I’m giving it an A, although it’s far better than most of the films I give that grade to.
After the film, Festival Executive Director Mark Fishkin and Director of Programming Zoë Elton brought up director Steve McQueen (not related to the late American movie star with the same name), star Chiwetel Ejiofor, and supporting player Lupita Nyong’o. Both McQueen and Ejiofor received awards.
Then Fishkin left the stage, and Elton moderated the Q&A with the filmmakers. Here are some highlights, with no guarantee that every quote is 100% accurate. I was typing as fast as I can.
- Ejiofor: I’ll have a life before [making this film] and a life after it. The process, the way Steve works with actors, the whole cast and crew, was amazing. Everyone was enabled and allowed to bring their creativity to the process. It changed my relationship to acting.

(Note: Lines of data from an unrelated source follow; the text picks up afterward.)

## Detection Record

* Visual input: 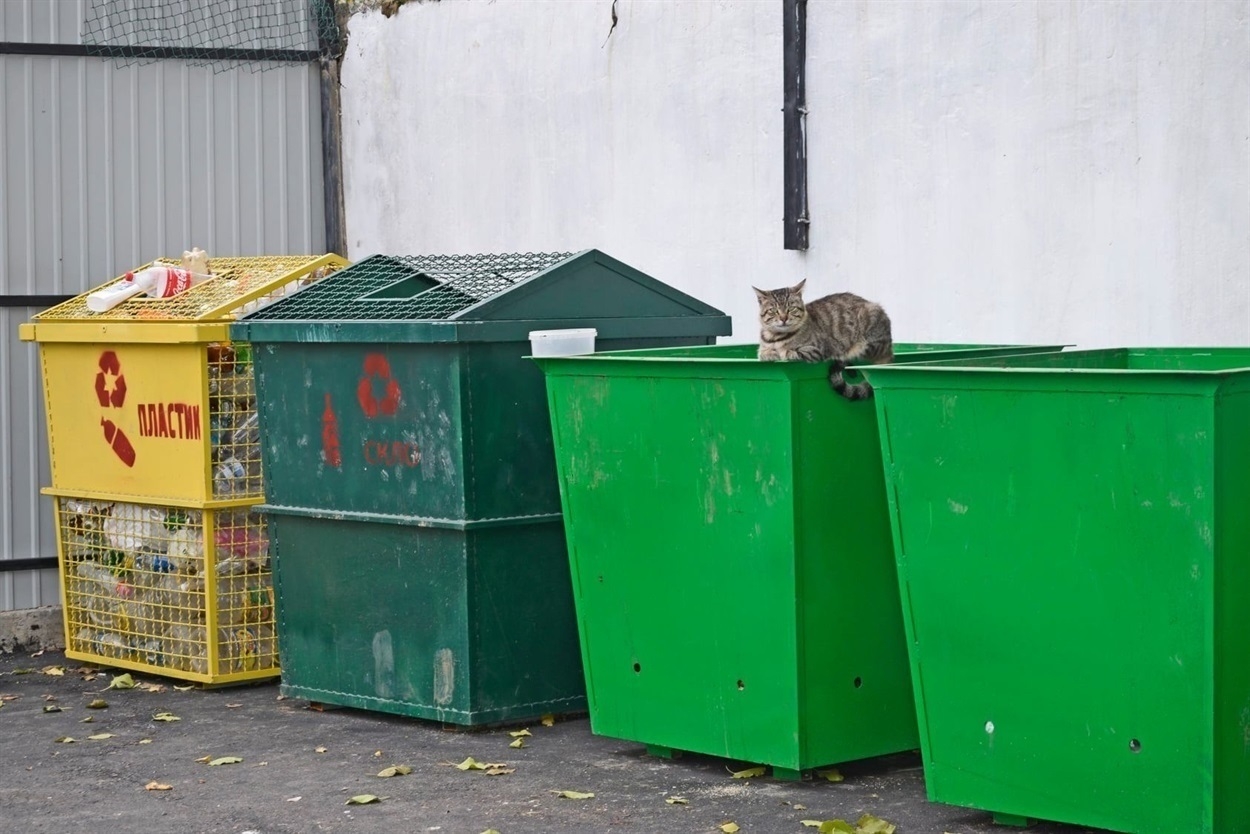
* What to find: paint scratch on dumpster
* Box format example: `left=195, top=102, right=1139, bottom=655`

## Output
left=434, top=649, right=456, bottom=706
left=374, top=629, right=395, bottom=699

- McQueen: I wanted to make a film about slavery because I felt in the history of film this subject had not been tackled. My wife discovered the book [the non-fiction memoir that the film was based on]. I’d never heard of it. Everyone knows The Diary of Anne Frank. Every school should have this book on their curriculum…To me this book is a kind of a gift to the world.
- Elton asked if the film would have been less effective if it had been made by an American (McQueen is a black Englishman). McQueen: No. I’m not a nationalist. The only difference between me and an African-American is that my parents’ boat went left instead of right.
- An audience member pointed out the difficult subjects covered not only in 12 Years a Slave, but also in his last film, Shame. "Where do you draw the line?" McQueen:: I draw the line at the truth.
- Someone asked about the lack of editing in a particularly harrowing whipping scene. McQueen: I don’t do coverage. For me it’s a waste of time. I know what I want. That scene was about being in real time. not letting the audience off the hook.
12 Years a Slave will screen again at the festival, at the Sequoia, Sunday at 11:00am. The screening is sold out, but there may be rush tickets available.
Fox Searchlight has picked up the film, and it will receive a regular theatrical release. I’ll post a full review before the film opens.